Nowhere is the art of obfuscation more prevalent than in politics. Politics is the art of subterfuge. Politicians are stereotyped as liars, because they are skilled at saying one thing while doing another.

There are so many examples I can’t even list them. The “Monetary Control Act” of 1980, for example, gave the Fed the power to monetize virtually any debt instrument, including bank loans to irresponsible foreign governments, which resulted in an expansion of dollar-denominated debt on a world-wide scale. This (along with massive government overspending) has led, in 2023, to the gross devaluation of dollars around the world. If you are a U.S. bondholder in a foreign country, you probably don’t like the fact that your Treasury security buys less and less every year. It’s really a form of stealing. That’s why the BRICS nations are creating a new system of trade that bypasses the U.S. dollar.

Bills that support oil companies and fossil fuels masquerading as environmental legislation, bills that purport to stop terrorism but curtail constitutional liberties, governmental accounting practices that obscure the actual allocation of funds, are all part and parcel of a political system that gives lip service to openness and honesty, and supports obfuscation and guile.

Such a system lacks integrity and must collapse, like the Leninist systems of the old Soviet Union and Eastern Europe. This is happening in the United States as I write this. Polling shows that less than 39 percent of people trust the government.

In the old Soviet Union, for example, the Party and the government had duplicate departments, so that an appeal to a government agency could be overridden by a similar Party agency, and vice-versa. In the United States today we have a similar system: the national security establishment duplicates many of the functions of our government, but these functions are hidden from the public. The very funding that supports these three-letter agencies is supported by lies and obfuscation. If you don’t believe me, try to ascertain where the funding for the CIA comes from! That’s classified information.

The world financial crisis is also based upon lies – the lies that “structured products” are worth their nominal value. Look up “derivatives” in your browser and see what you come up with. It’s not pretty.

Conclusion

The good news is that systems that lack integrity must collapse. The bad news is that systems that lack integrity must collapse. Let’s hope for a soft landing.

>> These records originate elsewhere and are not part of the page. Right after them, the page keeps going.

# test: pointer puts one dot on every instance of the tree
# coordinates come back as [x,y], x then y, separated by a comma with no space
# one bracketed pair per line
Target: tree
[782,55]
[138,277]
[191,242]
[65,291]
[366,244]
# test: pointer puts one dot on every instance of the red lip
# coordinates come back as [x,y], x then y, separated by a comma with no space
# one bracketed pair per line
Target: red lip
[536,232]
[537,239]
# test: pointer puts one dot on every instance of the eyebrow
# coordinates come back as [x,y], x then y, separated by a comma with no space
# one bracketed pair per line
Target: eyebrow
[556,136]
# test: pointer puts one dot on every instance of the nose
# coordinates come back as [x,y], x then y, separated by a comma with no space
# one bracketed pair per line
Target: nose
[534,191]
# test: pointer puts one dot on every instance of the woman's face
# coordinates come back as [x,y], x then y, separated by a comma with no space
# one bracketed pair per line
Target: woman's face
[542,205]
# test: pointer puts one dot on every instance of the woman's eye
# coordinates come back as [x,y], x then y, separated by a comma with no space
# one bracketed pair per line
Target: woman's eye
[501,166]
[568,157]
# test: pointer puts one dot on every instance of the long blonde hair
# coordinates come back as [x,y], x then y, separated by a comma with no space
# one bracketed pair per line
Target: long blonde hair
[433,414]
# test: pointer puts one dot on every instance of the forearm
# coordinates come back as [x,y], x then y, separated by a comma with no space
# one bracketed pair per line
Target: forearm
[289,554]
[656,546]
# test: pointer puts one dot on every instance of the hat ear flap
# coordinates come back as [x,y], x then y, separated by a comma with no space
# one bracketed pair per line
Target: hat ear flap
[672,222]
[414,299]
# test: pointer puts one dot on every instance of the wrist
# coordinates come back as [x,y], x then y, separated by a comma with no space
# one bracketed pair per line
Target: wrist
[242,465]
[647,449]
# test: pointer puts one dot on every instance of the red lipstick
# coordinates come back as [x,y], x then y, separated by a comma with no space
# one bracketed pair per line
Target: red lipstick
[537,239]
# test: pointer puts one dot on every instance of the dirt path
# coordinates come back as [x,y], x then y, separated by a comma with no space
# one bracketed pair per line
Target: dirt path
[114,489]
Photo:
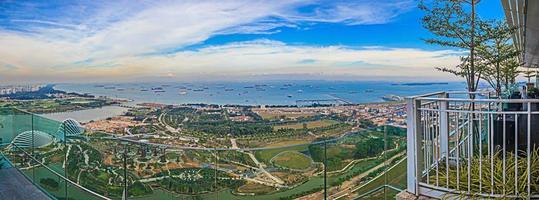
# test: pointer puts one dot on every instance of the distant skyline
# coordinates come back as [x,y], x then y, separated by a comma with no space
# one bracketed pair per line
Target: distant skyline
[117,41]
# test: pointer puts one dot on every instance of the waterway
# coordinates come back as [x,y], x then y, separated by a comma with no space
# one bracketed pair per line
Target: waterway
[88,115]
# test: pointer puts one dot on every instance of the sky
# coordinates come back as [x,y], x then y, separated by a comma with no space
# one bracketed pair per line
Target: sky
[123,41]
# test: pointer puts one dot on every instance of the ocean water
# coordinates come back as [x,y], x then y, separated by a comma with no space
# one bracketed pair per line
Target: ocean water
[257,93]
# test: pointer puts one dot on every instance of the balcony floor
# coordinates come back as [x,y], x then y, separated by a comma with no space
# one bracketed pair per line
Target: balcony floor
[13,185]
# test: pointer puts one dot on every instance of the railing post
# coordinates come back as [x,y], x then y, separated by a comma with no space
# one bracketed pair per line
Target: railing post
[413,148]
[444,126]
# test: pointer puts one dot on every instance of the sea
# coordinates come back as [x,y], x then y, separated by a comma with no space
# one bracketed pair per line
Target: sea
[258,93]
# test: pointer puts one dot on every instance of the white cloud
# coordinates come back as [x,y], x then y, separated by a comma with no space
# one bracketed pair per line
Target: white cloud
[112,40]
[272,58]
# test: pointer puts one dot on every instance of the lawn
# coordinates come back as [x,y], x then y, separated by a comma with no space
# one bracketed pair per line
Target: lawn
[313,124]
[255,188]
[277,115]
[395,177]
[266,155]
[292,160]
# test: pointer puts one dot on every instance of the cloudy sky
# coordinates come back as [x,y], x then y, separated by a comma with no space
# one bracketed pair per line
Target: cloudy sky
[94,41]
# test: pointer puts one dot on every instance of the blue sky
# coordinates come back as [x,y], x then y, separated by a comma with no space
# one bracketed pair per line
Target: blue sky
[67,41]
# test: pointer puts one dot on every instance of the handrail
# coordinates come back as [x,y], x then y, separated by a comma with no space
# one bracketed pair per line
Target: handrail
[480,100]
[61,176]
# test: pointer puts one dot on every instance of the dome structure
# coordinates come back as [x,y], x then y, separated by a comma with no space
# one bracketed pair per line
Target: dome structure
[70,127]
[24,139]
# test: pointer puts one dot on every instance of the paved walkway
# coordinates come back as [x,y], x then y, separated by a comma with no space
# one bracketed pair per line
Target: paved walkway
[13,185]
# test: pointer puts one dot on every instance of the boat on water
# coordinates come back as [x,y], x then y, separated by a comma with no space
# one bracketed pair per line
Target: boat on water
[392,97]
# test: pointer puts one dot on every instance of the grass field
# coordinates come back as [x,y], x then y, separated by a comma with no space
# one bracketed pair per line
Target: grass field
[256,188]
[313,124]
[292,160]
[266,155]
[277,115]
[395,177]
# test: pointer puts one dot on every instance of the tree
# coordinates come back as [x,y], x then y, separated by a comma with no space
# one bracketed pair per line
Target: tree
[494,52]
[454,27]
[529,74]
[510,71]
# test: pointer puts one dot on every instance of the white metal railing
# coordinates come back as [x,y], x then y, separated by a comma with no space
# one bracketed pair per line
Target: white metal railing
[482,147]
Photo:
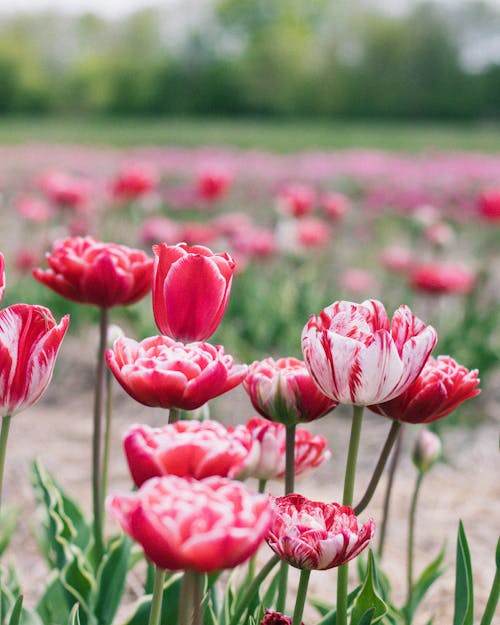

Almost every problem we have on earth stems from a lack of openness and integrity.

Secrecy and guile is self-defeating, illogical, and irrational. Information systems based upon these false principles must inevitably fail.

So why not just do it the open and honest way?

Not because of any moral or religious imperative, but because it works the best. Openness and transparency is the strong fabric that supports even the cloth of dishonesty, because people assume you are honest – until you tell too many lies.